The five or six scuffles halted practice only momentarily, but it started to feel overdone near the end of the day when receiver Jeff Janis and cornerback Antonio Dennard wrestled each other to the ground at the end of a block, and receiver Gerrard Sheppard started sparring with the secondary.
McCarthy didn't seem to have an issue with it. If he feels scuffles are slowing things down, he'll make his voice heard.
"We think it's good for competition," guard Josh Sitton said. "Obviously, you don't want anybody out there getting hurt. Guys can definitely be stupid, but it's part of the game."

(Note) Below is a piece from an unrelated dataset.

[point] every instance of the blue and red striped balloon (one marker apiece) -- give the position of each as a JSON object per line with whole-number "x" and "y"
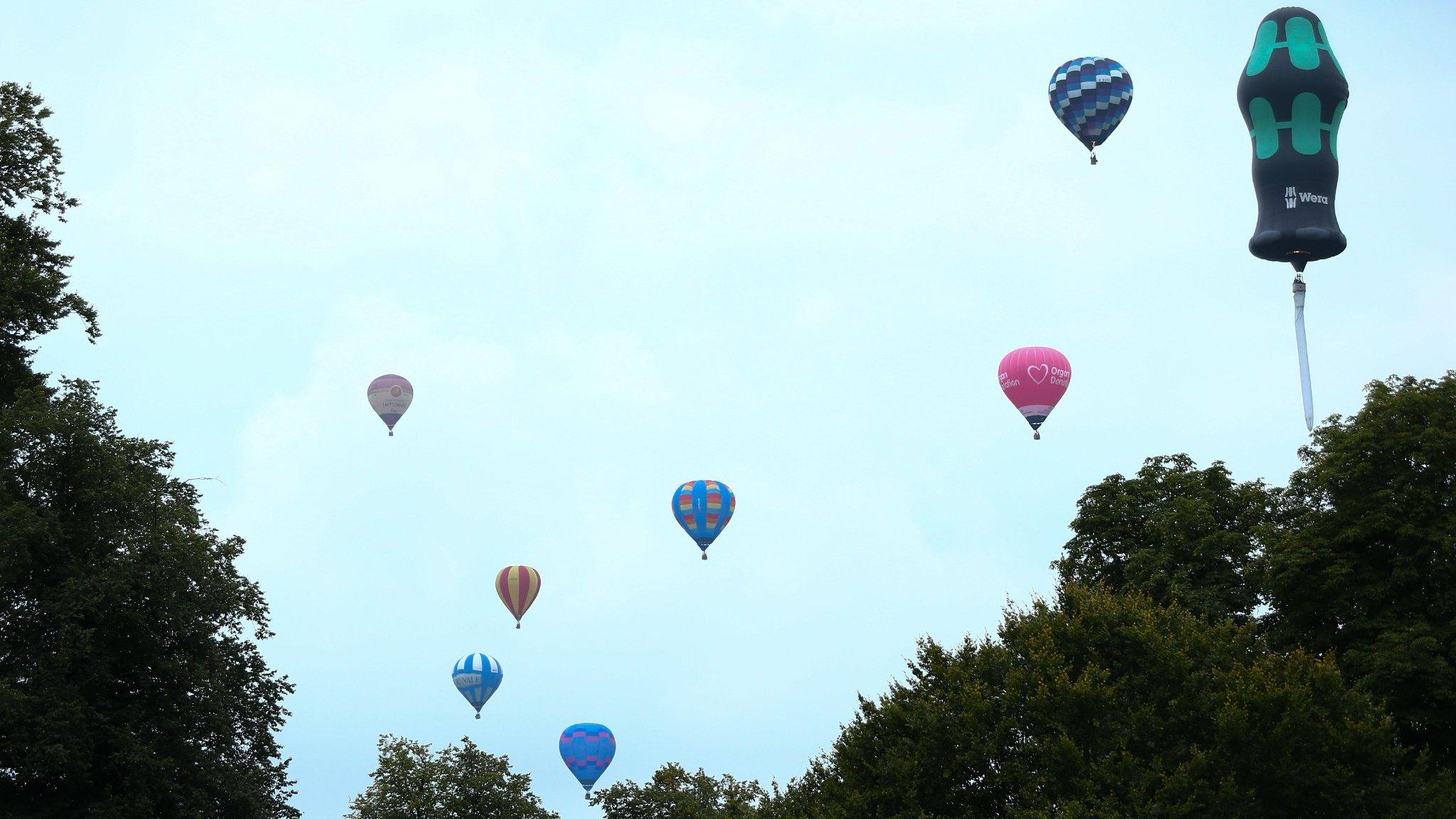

The important thing was there were no documented injuries with a few players putting themselves in jeopardy of an injury when throwing punches at teammates' helmets. Last year, tight end Jermichael Finley was admonished after wailing at the helmet of street free-agent linebacker Jarvis Reed.
"Throwing punches is not smart, no, it's pretty stupid," Sitton said. "I might have been stupid today."
DID YOU NOTICE?
■ With Brad Jones missing practice because of a dental procedure, Jamari Lattimore worked next to A.J. Hawk as the first-team inside linebackers in the base and nickel sub-package. Hawk replaced Jones as the lone linebacker in dime.
■ McCarthy confirmed quarterback Aaron Rodgers will play Saturday against St. Louis, but receiver Jordy Nelson wouldn't speculate on his availability. He returned Tuesday from the hamstring injury that sidelined him against the Titans and appeared close to full participation.
■ Cornerback Tramon Williams, outside linebacker Adrian Hubbard and safety Sean Richardson had interceptions with Hubbard (scout team) and Richardson each picking off Tolzien.
■ Kicker Mason Crosby missed twice on six attempts, wide right from 42 and 53 yards. He made his final kick at 54. He's 38-of-42 in camp (90.5 percent).
■ Since returning from shingles, Janis continues to make plays. He laid out for a diving catch from Tolzien in an 11-on-11 period to bounce back from his two drops during individual work.